De Verenigde Staten hebben met die verdragen en richtlijnen niet zo veel van doen. Het Amerikaanse hooggerechtshof heeft zelfs letterlijk uitgesproken dat bedrijven persoonsgegevens van klanten mogen verzamelen als dat een commercieel doel dient.
In Amerika wordt dan ook veel meer app-info doorgesluisd dan in Europa. „We hebben hier duidelijke regels”, aldus Versmissen. „Je moet gebruikers op z’n minst fatsoenlijk informeren. Helaas overschrijden app-ontwikkelaars de grenzen van de Europese privacywetgeving. Overeenkomsten die bestaan uit tientallen pagina’s onleesbare tekst lijken me althans niet afdoende. Formeel zou elke app-ontwikkelaar een vertegenwoordiger binnen de EU moeten hebben die mensen met vragen of klachten gemakkelijk te woord kan staan. Toen de privacywet geschreven werd, kenden we dit soort ontwikkelingen alleen nog niet.”
Zelf verantwoordelijk
Met dat probleem worstelt ook filterbedrijf Kliksafe. Er valt volgens directeur Bert Jan Peters vooralsnog niet zo veel te beginnen tegen de App Store en de Android Market. „Je kunt ze niet blokkeren, omdat dit soort ontwikkelingen volledig buiten het bereik van filters plaatsheeft. Ze acteren via afgesloten protocollen; je kunt niet achter de schermen kijken. Vergelijk het met sms’en: dat loopt via een digitaal netwerk waar wij niet tussen kunnen komen. Mensen zijn daarom ten volle zelf verantwoordelijk voor de transacties.”
Kliksafe denkt wel over het thema na. „Ik denk echter dat we hooguit in voorlichtende zin iets kunnen betekenen. Wij vinden dat je als ouders je best moet doen om voorzieningen te treffen waardoor je kinderen verantwoord hun telefoon kunnen gebruiken. Ik zou echter niet weten hoe we als organisatie mensen kunnen beschermen. De verantwoordelijkheid komt meer en meer bij de gebruiker zelf te liggen.”
Hoe gaan ouders eigenlijk om met het gebruik van smartphones en tablets bij hun kinderen? Kennen ze de privacygevaren van apps voor hun kroost?
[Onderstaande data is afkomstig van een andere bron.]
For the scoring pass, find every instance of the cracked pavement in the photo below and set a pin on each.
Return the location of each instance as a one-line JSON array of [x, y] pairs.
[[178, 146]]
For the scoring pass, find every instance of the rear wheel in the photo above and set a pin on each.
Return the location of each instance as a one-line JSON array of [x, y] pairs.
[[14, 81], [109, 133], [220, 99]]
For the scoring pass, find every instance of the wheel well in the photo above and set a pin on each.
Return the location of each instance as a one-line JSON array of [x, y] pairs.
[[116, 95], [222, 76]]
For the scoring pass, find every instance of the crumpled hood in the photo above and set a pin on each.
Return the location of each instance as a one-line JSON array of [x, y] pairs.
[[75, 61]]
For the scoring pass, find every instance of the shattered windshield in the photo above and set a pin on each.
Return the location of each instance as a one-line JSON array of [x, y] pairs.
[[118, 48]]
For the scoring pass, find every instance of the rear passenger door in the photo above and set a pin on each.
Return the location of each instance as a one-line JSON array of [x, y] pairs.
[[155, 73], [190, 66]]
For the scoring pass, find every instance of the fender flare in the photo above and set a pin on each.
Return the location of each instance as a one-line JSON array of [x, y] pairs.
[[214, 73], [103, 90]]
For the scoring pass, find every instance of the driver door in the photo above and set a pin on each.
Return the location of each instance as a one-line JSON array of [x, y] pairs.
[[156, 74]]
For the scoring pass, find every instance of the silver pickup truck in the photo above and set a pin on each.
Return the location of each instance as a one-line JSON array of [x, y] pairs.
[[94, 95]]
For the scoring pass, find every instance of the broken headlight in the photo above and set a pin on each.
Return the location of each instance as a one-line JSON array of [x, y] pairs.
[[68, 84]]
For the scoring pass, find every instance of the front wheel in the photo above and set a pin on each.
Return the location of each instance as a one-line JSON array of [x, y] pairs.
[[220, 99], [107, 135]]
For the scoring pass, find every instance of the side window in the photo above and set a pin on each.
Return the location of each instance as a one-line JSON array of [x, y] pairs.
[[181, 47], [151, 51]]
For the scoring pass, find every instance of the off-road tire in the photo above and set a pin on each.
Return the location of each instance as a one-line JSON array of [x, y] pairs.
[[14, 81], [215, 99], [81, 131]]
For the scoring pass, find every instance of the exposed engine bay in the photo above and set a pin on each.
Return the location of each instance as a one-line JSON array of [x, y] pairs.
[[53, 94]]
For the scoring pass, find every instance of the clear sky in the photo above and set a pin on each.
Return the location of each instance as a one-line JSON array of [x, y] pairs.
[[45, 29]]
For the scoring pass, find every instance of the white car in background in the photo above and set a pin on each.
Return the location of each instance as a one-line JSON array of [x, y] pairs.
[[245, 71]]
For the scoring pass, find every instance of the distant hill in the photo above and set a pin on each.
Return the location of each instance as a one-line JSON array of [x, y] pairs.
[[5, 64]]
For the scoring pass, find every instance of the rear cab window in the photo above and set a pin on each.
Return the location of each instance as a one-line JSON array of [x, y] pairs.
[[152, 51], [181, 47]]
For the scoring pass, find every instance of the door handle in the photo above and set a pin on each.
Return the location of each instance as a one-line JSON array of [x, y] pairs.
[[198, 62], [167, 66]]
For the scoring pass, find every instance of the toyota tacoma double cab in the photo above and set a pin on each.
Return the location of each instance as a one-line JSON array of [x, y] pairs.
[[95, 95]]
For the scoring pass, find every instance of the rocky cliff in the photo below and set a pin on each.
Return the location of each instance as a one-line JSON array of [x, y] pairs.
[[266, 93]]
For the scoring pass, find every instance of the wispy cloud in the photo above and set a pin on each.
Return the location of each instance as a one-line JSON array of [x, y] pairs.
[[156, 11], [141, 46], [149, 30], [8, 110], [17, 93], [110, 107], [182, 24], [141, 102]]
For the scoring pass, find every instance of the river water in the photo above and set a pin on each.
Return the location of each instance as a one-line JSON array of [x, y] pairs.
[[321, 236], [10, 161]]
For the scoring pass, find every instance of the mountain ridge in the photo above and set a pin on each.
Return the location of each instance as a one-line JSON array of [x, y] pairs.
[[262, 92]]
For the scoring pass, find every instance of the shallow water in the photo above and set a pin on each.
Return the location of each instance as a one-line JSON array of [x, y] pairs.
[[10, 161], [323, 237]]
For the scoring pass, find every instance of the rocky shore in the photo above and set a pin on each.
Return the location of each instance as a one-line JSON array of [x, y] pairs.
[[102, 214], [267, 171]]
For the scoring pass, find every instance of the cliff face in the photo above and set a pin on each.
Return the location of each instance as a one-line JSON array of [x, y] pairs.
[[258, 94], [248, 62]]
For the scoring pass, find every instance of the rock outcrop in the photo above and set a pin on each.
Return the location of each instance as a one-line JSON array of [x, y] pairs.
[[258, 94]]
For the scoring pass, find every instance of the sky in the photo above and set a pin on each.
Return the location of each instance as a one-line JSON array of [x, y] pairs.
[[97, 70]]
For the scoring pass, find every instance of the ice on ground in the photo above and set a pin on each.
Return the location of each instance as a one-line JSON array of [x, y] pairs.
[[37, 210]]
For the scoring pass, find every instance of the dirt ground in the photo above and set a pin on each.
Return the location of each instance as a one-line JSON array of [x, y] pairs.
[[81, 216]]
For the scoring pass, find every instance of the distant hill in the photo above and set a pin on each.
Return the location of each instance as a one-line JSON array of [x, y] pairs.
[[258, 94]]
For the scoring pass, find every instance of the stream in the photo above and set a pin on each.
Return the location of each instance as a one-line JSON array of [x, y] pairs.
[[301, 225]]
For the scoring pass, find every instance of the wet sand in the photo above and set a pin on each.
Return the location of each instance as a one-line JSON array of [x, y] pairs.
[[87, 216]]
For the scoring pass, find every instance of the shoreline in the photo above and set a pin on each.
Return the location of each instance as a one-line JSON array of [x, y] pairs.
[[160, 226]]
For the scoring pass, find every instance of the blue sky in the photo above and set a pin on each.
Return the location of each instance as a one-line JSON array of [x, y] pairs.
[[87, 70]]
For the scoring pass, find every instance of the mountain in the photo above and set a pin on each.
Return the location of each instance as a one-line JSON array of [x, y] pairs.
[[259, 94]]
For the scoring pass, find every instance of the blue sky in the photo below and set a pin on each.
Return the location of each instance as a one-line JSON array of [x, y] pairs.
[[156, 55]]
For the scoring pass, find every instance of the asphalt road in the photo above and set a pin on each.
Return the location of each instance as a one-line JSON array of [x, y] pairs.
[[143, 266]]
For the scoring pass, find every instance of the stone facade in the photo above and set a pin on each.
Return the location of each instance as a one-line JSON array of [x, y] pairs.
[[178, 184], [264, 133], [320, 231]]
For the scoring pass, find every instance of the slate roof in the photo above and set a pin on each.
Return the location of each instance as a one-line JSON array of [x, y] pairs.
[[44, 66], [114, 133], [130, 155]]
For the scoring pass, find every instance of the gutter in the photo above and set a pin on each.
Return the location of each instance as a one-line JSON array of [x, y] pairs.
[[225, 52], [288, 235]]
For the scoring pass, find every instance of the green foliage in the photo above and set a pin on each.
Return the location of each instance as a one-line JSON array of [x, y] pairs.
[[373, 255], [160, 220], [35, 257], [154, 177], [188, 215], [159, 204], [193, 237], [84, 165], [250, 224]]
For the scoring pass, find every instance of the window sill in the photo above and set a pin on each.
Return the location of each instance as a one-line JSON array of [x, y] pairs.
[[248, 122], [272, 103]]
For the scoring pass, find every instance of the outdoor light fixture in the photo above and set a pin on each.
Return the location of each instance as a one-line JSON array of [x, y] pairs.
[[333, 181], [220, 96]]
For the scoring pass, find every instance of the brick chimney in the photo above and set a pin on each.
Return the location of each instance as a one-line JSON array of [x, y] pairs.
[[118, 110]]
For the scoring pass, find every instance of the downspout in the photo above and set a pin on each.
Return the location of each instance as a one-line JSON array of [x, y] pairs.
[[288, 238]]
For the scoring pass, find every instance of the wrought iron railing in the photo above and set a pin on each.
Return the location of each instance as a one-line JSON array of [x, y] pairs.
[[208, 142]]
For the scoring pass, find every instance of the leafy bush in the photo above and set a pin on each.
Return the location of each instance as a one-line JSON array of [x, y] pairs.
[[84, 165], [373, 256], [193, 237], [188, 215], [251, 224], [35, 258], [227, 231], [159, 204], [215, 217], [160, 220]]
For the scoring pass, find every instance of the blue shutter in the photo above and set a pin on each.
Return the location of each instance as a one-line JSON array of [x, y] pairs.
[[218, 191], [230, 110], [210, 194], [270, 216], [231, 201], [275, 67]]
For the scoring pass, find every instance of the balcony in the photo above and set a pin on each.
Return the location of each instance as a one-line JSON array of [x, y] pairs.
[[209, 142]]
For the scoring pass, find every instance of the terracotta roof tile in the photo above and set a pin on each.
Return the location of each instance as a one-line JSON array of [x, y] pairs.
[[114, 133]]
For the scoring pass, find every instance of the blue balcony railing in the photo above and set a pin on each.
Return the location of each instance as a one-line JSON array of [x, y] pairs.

Lubbert van den Heuvel uit Putten: „Mijn drie dochters van vier, tien en zestien zitten geregeld op de iPad te internetten, filmpjes te kijken via YouTube of een potje te dammen. Dat lijkt me allemaal vrij onschuldig. Bovendien downloaden mijn kinderen zelf geen apps en zelf doe ik dat ook maar beperkt. Eerlijk gezegd ben ik niet op de hoogte van de problematiek op het gebied van privacy. Ik dacht dat Apple dat soort zaken goed had afgeschermd, maar dat blijkt niet helemaal terecht. Dit vind ik wel heftig. Als het klopt dat er daadwerkelijk gegevens worden losgepeuterd, gaan ze echt over het randje. Ik ga me hier de komende tijd goed in verdiepen.”
Hans Speelman uit Almere: „Heel soms download ik een soort prentenboek-app voor onze pleegdochter van vijf jaar. Ze zit af en toe achter de iPad, maar we proberen dat zo veel mogelijk te beperken. Ik weet dat er privacygevaren kleven aan de applicaties, maar dat doet me niet zo veel. Als het programma expliciet vraagt om toegang tot mijn telefoonboek of mijn locatie, gaan er wel belletjes rinkelen. Het schermpje met algemene voorwaarden lees ik niet. Ik laat me bij het aanschaffen meestal inspireren door gerenommeerde websites waar apps uitvoerig worden gerecenseerd. Min of meer ga ik er dan van uit dat de desbetreffende app wel veilig is.”